Leo a Ghost Story  by Mac Barnett, Illustrated by Christian Robinson

Written by Caldecott Honor author Mac Barnett, and illustrated by Newbery winner Christian Robinson, this story comes from the point of view of Leo, a ghost who is not sure where he belongs. Chased out of his longtime home by a new family, he searches for a different life. But he finds that the city is scary and lonely and that nobody sees him. Until he meets Jane and joins her imaginary kingdom, which includes a giant hamster, a green-scaled dragon, and Sir Mews, a loyal cat. Their friendship and Jane’s acceptance of a ghost as a friend is what makes this beautiful story extra special. 

Grades Three to Five

The Last Kids on Earth (series)  by Max Brallier, Illustrated by Douglas Holgate

Jack Sullivan, a thirteen-year-old, has been hiding out in his treehouse ever since the monsters took over.
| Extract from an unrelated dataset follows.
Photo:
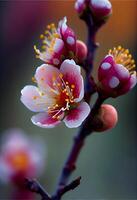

Most people were zombified or evacuated to the west. Jack must round up a team of friends to battle the monsters and prove once and for all that the “Last Kids” are average no longer! This graphic novel hybrid series is perfect for any reader looking for humor, fun illustrations, and zombies. It’s so popular that there is now a Netflix series based on it. 

Middle School

The Graveyard Book by Neil Gaiman

In this Newbery Medal, Carnegie Medal, and Hugo Award-winning novel, it takes a graveyard to raise an actual human being. The book traces the story of the young boy Nobody “Bod” Owens who is adopted and raised by the supernatural occupants of a graveyard after his family is murdered. His adventures include being kidnapped by ghouls, meeting a witch, going to school, and entering a strange tomb. It’s a mesmerizing tale about the joys of childhood, the gradual transition to adulthood, and the dichotomy of life and death. 

Paolo Santiago and the River of Tears by Tehlor Kay Mejia

In this Rick Riordan Presents series, author Tehlor Kay Mejia has crafted a wonderful novel that provides suspense and thrills, and plenty of Mexican-American folklore. Paola lives with her mother in an apartment not far from the Gila River. She chafes at her mother’s superstitions, especially the one about “La Llorona,” a Latin-American folklore ghost who roams rivers mourning the dead. Spooky, full of monsters, demon hounds, and puppet masters, this book tackles friendship, betrayal, and acceptance of who you are as the main character becomes a reluctant hero.